English nonconformist minister and Biblical commentator

Moses Lowman (1680–1752) was an English nonconformist minister, known as a Biblical commentator.

==Life==
Born in London, he became a student at the Middle Temple in 1697, but a year later abandoned law for divinity. On 17 September 1698 he entered the university of Leyden, and studied theology at Utrecht under Gerard de Vries and Witsius.

In 1710 he became assistant to Mr. Grace, Presbyterian minister at Clapham; in 1714 he became chief minister there. He served the church in Clapham until his death.

In 1716 Lowman contributed to the second volume of the religious periodical called Occasional Papers, and in 1735 he preached, at Salters' Hall a sermon entitled The Principles of Popery Schismatical. Though very active, he does not seem to have shown ability as a preacher.

Lowman died on 2 May 1752; Samuel Chandler preached his funeral sermon.

==Works==
Lowman entered into controversy with Anthony Collins the deist in ‘Argument from Prophecy that Jesus is the Messiah vindicated, in some considerations on the Prophecies of the Old Testament as grounds and reasons of the Christian Religion,’ a treatise written in 1718, but not printed till 1733. It was praised by John Leland.

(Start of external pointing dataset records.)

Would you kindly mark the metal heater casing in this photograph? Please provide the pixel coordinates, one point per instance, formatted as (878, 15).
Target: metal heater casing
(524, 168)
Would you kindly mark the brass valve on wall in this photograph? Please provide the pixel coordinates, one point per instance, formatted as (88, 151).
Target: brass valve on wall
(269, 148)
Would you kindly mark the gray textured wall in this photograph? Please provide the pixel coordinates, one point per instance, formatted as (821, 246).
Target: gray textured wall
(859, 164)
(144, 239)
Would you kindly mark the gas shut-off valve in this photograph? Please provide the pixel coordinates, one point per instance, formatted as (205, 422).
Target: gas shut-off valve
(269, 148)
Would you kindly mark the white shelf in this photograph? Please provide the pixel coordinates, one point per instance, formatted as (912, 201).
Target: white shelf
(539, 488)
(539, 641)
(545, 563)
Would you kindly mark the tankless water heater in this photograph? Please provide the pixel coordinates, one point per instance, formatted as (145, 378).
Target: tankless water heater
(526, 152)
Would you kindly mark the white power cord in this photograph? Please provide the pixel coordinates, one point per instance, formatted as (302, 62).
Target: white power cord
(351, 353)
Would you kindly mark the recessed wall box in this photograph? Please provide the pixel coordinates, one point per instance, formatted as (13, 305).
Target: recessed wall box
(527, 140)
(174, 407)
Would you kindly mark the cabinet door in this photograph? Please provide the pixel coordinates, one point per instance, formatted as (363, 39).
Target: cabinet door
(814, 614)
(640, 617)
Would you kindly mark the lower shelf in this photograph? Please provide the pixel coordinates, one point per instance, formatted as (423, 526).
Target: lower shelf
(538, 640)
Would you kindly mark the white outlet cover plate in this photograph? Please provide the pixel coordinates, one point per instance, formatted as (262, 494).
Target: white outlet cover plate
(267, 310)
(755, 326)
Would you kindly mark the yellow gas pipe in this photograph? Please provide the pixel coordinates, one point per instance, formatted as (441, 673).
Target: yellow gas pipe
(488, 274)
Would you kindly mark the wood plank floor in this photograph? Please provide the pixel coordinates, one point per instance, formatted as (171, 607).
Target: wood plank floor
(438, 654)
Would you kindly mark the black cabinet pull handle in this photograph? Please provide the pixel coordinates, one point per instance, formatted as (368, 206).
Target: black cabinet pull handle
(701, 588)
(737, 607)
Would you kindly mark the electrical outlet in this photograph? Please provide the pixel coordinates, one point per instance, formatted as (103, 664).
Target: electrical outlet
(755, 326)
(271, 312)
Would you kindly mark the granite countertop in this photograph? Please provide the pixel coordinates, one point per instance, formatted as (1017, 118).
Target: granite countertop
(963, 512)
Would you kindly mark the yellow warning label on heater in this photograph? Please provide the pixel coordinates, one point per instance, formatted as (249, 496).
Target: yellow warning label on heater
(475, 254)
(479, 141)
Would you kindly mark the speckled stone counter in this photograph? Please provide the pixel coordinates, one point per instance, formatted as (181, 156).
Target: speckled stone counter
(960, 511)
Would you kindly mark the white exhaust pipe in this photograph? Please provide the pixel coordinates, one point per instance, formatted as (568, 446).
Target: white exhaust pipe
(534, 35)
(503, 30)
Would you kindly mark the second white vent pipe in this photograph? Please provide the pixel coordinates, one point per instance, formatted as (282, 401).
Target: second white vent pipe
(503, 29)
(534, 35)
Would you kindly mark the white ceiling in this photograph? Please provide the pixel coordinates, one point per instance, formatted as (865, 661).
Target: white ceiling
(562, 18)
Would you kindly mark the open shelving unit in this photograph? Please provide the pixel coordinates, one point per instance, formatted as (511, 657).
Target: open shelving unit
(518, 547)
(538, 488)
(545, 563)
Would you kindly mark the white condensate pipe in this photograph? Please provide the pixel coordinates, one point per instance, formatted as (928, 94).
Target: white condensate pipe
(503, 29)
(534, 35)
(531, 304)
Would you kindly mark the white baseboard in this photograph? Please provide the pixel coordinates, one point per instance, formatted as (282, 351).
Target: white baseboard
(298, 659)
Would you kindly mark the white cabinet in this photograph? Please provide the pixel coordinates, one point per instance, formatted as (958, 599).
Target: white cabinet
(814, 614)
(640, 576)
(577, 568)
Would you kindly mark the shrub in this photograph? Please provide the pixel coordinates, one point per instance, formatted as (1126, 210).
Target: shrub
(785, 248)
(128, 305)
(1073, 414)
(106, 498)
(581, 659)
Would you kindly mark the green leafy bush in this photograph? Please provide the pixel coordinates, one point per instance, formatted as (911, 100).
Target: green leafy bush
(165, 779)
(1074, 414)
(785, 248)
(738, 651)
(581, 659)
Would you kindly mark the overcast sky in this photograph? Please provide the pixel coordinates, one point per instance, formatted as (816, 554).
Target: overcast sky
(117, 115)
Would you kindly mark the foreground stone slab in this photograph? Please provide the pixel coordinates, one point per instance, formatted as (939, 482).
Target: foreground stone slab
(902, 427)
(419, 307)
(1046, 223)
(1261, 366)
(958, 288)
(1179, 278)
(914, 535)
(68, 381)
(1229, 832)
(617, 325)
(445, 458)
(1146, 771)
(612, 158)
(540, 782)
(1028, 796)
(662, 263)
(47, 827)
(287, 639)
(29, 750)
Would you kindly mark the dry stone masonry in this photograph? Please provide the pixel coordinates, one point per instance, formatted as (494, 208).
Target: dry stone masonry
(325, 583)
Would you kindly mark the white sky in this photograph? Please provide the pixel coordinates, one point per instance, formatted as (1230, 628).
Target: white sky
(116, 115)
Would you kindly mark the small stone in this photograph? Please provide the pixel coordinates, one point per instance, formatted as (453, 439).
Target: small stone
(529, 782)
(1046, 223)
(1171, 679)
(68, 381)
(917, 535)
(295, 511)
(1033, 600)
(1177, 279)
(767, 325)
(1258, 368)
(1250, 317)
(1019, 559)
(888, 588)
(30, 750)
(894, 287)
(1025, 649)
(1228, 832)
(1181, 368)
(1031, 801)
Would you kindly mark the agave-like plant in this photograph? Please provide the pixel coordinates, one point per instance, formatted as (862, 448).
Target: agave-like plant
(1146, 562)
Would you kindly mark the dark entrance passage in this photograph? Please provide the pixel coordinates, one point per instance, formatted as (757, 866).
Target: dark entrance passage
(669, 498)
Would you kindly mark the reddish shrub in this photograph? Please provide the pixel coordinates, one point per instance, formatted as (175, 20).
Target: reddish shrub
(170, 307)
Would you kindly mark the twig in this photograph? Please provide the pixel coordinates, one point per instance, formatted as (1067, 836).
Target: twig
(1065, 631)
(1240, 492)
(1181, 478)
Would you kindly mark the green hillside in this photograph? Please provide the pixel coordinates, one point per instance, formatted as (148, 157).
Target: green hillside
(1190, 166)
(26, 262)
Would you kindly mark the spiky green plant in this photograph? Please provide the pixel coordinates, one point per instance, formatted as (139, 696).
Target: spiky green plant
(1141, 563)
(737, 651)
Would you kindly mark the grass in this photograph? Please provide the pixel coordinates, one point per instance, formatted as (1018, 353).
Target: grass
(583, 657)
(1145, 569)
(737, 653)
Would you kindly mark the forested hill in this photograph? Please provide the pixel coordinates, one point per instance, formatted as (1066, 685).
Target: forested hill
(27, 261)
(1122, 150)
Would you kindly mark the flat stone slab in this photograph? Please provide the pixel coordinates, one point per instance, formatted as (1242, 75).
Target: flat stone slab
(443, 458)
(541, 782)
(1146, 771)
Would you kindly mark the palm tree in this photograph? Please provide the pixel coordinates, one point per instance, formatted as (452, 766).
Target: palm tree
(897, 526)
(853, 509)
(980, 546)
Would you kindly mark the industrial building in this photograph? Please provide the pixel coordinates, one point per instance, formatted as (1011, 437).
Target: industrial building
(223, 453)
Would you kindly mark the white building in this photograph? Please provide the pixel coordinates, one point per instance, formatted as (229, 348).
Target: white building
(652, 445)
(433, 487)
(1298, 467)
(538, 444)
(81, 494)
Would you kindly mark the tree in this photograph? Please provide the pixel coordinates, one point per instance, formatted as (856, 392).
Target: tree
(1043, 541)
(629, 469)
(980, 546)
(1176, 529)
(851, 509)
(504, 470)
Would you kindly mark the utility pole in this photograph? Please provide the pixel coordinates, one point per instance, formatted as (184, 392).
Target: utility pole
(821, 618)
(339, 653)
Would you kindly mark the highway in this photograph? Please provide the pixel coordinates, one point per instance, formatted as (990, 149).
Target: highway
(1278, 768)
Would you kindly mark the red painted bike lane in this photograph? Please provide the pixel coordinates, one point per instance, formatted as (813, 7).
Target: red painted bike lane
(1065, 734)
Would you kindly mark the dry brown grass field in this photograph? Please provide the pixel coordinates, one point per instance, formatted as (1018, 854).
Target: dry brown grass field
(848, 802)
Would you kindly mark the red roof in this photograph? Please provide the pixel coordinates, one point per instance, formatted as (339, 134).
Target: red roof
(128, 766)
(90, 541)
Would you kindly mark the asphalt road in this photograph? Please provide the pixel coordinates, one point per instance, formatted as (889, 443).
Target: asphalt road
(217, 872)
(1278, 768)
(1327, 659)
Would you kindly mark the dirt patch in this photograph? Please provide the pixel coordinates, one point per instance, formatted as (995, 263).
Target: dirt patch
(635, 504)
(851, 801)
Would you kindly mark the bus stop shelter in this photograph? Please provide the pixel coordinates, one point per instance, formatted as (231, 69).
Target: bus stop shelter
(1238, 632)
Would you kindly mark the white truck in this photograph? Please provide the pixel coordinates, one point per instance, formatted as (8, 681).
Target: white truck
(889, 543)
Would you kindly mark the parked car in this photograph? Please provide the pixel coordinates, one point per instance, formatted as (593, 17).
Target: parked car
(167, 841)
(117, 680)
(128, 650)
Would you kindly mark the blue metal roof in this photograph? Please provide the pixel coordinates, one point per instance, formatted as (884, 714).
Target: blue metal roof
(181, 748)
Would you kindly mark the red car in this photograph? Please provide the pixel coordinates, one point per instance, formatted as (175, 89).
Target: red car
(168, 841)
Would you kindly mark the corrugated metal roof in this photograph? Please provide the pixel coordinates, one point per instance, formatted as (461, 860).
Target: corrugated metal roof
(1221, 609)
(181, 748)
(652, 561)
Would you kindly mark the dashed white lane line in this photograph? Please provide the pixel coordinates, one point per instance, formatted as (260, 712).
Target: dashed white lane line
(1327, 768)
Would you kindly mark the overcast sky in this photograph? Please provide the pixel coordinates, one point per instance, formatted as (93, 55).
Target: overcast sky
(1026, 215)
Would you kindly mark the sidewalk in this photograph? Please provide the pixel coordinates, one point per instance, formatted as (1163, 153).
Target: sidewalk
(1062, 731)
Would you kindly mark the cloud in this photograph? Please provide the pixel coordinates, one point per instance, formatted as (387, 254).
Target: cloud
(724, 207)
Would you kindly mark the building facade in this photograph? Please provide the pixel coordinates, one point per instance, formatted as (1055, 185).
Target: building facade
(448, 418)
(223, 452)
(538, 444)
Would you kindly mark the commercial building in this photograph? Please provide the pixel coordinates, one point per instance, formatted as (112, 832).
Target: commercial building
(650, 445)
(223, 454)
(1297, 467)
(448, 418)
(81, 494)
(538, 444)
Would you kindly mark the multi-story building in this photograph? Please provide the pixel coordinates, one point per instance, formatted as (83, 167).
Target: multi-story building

Lowman was known as an authority on Jewish antiquities, his reputation resting mainly on his ‘Dissertation on the Civil Government of the Hebrews,’ 1740, 2nd edit., with appendix, 1745. It was written in answer to Thomas Morgan's Moral Philosopher, and said to have been approved by William Sherlock and other Anglican churchmen. Lowman's ‘Paraphrase and Notes upon the Revelation of St. John’ (1737, 1745; 1791, 1807) was commended by Philip Doddridge. It formed the concluding portion of collective editions of the ‘Commentaries’ of Simon Patrick, William Lowth, Daniel Whitby, and Richard Arnald.

Lowman's works included;
- ‘A Defence of Protestant Dissenters, in answer to Sherlock's “Vindication of the Corporation and Test Acts,”’ 1718.
- ‘Remarks on Dr. Sherlock's Answer to the Bishop of Bangor's “Common Rights of Subjects,”’ 1719.
- ‘Argument from Prophecy in proof that Jesus is the Messiah’, 1733.
- ‘An Argument to prove the Unity and Perfections of God à priori,’ 1735.
- ‘Paraphrase and Notes upon the Revelation of St. John’, 1737.
- ‘Civil Government of the Hebrews’, 1740.
- ‘Considerations on Mr. Foster's “Discourse on Jewish Theocracy,”’ 1744. Directed to the Baptist James Foster.
- ‘A Rationale of the Ritual of the Hebrew Worship, in which the design and usefulness of that Ritual are explained and vindicated,’ 1748.
- ‘A Critical Commentary and Paraphrase on the Old and New Testament and the Apocrypha; Volume 1’ (with Richard Arnald and John Rogers Pitman).
- Three posthumous tracts, with preface, revised and published by Samuel Chandler and Nathaniel Lardner, 1756.